We next publish it on the uptime/UID topic:

// Publish the message
MQTTSN_CLIENT_PublishMessage(&mqttsnClient, uptimeTopic, uptimeStr, strlen(uptimeStr));

and reschedule this activity in 10s:

// Reschedule the task
EMBENET_NODE_TaskSchedule(taskId, timeSource, t + 10000);

Publishing button counter

This is done from within the mqttsn_client_service_proc function that is called periodically. The function checks for button press. Once detected we prepare a simple JSON message:

// Prepare message to be published
char payloadStr[80];
sprintf(payloadStr, "{\"button\":%d}", ++buttonPressCounter);

and next we publish it:

// Publish message
MQTTSN_CLIENT_PublishMessage(&mqttsnClient, buttonTopic, payloadStr, strlen(payloadStr));

The rest of the code is used to limit the number of messages to one per second at most.
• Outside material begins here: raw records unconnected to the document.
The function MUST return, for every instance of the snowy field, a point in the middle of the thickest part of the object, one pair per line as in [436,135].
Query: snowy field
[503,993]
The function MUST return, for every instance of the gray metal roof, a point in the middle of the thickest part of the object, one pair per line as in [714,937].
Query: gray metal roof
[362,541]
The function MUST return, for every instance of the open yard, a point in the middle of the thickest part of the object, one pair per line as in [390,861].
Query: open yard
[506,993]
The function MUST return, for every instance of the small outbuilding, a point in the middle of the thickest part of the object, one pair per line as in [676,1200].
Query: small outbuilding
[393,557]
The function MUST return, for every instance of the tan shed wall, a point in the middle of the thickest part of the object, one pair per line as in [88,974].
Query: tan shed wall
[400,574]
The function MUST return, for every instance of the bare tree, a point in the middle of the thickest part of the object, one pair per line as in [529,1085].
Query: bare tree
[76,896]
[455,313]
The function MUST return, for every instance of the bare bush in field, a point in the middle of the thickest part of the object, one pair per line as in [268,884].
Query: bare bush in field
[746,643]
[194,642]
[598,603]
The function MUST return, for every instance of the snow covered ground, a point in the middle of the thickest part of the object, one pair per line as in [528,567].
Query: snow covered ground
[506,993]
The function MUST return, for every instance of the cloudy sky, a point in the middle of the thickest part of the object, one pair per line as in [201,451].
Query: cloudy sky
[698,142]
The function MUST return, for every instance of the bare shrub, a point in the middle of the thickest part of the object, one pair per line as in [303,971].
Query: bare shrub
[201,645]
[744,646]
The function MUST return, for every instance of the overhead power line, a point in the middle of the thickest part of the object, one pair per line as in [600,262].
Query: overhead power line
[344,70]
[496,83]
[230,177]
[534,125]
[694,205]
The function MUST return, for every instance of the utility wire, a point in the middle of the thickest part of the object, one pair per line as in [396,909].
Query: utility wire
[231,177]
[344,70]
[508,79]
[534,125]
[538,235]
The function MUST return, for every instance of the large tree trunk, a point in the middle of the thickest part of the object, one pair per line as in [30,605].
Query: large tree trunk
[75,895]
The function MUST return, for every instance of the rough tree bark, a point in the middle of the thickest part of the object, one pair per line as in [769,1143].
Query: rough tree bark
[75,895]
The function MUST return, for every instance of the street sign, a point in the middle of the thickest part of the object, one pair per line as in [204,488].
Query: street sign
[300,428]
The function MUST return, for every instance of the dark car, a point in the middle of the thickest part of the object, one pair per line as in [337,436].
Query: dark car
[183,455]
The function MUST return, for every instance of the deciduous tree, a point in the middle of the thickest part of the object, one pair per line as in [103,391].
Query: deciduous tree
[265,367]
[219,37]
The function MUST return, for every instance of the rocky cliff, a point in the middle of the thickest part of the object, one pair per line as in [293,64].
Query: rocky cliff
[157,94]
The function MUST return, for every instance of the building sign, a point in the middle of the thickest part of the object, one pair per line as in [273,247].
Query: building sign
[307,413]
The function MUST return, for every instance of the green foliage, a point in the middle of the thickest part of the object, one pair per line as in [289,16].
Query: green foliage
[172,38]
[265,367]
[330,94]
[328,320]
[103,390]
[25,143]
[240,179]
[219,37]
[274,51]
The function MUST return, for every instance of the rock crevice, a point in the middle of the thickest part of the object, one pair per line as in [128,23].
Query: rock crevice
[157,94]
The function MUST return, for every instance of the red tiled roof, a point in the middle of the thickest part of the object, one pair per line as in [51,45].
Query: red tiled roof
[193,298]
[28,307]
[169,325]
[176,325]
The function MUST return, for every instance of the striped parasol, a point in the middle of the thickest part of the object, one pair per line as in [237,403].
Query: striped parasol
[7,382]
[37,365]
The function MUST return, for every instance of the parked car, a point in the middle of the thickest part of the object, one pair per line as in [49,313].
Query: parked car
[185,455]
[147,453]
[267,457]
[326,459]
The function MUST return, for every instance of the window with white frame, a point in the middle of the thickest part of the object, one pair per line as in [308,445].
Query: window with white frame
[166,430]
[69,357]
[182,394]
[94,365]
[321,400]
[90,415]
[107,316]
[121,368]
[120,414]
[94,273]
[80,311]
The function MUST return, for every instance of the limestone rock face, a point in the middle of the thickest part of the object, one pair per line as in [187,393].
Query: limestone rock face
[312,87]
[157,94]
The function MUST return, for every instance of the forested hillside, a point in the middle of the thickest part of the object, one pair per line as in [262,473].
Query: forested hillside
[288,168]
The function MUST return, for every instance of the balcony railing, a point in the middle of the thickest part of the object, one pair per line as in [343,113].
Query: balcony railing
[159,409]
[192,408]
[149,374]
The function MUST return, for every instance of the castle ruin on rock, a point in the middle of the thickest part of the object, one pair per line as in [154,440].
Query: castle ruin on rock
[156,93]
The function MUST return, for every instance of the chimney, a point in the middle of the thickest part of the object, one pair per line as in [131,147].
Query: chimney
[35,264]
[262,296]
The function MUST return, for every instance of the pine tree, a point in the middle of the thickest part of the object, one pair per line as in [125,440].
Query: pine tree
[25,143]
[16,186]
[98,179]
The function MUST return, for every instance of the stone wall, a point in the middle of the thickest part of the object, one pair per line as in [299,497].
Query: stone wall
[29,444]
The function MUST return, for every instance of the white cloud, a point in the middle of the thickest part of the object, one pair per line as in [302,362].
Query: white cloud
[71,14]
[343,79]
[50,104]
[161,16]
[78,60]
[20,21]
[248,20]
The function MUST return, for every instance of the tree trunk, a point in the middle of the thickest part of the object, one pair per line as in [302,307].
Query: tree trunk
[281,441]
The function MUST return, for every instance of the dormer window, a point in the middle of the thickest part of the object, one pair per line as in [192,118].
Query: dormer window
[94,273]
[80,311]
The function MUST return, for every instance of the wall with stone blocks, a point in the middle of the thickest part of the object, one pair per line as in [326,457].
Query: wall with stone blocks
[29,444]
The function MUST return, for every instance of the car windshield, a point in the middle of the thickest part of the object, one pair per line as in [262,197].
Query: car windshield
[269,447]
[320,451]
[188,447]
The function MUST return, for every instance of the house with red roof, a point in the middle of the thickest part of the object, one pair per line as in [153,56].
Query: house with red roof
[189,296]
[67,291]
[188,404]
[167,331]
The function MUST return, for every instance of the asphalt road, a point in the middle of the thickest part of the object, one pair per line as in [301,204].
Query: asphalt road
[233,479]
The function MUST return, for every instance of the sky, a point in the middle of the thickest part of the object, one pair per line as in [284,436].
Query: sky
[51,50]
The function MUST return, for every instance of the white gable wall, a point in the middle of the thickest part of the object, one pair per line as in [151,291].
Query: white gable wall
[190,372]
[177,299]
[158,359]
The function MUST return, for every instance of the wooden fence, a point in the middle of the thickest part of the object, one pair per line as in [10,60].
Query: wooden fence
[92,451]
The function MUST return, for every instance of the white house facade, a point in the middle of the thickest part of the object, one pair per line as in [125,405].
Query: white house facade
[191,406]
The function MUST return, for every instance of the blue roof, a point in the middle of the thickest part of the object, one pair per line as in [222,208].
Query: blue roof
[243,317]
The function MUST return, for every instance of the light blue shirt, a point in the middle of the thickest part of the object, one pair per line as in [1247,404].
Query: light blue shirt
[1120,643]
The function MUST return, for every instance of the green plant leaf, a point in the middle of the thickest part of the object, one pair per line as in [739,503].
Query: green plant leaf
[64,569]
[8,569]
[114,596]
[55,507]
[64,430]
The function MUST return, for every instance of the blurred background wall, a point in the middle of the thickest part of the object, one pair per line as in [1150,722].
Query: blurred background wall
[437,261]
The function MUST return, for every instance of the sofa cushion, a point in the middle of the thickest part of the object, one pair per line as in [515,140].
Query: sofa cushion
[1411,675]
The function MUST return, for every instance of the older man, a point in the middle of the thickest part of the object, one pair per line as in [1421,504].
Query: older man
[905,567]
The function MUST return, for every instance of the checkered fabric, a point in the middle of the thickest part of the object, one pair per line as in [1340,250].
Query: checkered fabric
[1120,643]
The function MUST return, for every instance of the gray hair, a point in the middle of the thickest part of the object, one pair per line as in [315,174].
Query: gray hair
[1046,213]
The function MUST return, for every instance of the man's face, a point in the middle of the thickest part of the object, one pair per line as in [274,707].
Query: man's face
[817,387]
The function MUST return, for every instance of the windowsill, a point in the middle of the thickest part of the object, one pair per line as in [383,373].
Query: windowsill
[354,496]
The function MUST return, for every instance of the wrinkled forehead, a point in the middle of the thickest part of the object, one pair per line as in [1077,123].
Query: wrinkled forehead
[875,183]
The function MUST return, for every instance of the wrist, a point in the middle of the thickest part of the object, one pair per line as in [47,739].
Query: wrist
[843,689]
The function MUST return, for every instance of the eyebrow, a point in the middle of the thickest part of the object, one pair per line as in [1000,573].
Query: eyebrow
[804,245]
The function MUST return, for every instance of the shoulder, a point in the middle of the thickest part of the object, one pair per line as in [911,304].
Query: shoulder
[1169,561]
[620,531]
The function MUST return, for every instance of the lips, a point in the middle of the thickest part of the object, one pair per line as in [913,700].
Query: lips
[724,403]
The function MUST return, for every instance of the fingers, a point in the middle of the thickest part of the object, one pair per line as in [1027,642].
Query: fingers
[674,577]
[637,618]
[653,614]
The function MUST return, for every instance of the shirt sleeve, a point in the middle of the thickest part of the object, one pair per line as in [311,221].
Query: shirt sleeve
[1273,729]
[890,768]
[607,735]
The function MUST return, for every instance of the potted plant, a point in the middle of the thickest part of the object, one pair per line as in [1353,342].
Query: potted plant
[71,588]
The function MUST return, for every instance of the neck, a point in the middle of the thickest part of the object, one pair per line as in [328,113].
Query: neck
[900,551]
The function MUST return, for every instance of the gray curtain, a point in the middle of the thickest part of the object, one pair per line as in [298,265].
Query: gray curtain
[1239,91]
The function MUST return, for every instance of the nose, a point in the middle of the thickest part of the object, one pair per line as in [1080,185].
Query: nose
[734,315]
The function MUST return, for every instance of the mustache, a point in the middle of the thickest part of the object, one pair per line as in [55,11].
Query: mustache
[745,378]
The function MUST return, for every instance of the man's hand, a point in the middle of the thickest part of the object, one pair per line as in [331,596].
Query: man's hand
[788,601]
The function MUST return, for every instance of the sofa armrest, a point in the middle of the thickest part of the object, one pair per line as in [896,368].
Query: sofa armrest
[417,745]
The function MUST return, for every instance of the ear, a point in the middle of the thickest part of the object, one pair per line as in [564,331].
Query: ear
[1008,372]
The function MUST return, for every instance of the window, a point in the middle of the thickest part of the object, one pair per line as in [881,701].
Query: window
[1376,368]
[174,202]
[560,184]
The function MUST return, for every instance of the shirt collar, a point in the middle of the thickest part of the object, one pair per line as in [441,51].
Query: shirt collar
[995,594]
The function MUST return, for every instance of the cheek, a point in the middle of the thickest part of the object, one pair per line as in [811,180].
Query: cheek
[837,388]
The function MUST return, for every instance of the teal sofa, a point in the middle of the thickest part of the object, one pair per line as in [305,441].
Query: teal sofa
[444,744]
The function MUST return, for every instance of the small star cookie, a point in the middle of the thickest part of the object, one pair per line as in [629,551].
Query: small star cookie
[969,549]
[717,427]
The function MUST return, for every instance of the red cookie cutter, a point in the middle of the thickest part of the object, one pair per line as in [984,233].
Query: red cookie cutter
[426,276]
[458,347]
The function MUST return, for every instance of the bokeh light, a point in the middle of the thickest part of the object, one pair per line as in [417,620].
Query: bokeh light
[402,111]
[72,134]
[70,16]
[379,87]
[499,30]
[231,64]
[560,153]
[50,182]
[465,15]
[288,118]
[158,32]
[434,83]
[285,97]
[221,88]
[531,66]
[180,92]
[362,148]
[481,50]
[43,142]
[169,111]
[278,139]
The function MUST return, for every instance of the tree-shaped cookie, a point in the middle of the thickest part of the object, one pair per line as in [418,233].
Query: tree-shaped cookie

Disconnecting from gateway

When the MQTT-SN client notices that the gateway disconnected it, it will call the provided onMQTTDisconnected calback.

Within that callback we cancel the service task.

// Cancel the service task
EMBENET_NODE_TaskCancel(mqttsnTaskId);

Next we re-initalize the client:

// Re-initialize the client
MQTTSN_CLIENT_Deinit(&mqttsnClient);
// Use the UID of the node as part of the client ID
char clientId[32];
sprintf(clientId, "Client%x%08x", (unsigned)(EMBENET_NODE_GetUID()>>32), (unsigned)(EMBENET_NODE_GetUID()));
MQTTSN_CLIENT_Init(&mqttsnClient, 1885, clientId, &mqttEventHandlers);

and restart the task again

// Re-initialize and restart the service task
serviceState = CONNECTING;
EMBENET_NODE_TaskSchedule(mqttsnTaskId, EMBENET_NODE_TIME_SOURCE_LOCAL, EMBENET_NODE_GetLocalTime() + 5000);

Service stop

When the node leaves the network, the mqttsn_client_service_stop function is called and the MQTT-SN demo service is stopped. Here we just cancel the task and re-initalize the client:

// Cancel the service task
EMBENET_NODE_TaskCancel(mqttsnTaskId);
// Re-initialize the client
MQTTSN_CLIENT_Deinit(&mqttsnClient);
// Use the UID of the node as part of the client ID
char clientId[32];
sprintf(clientId, "Client%x%08x", (unsigned)(EMBENET_NODE_GetUID()>>32), (unsigned)(EMBENET_NODE_GetUID()));
MQTTSN_CLIENT_Init(&mqttsnClient, 1885, clientId, &mqttEventHandlers);

The service will be started again once the node joins the network once more.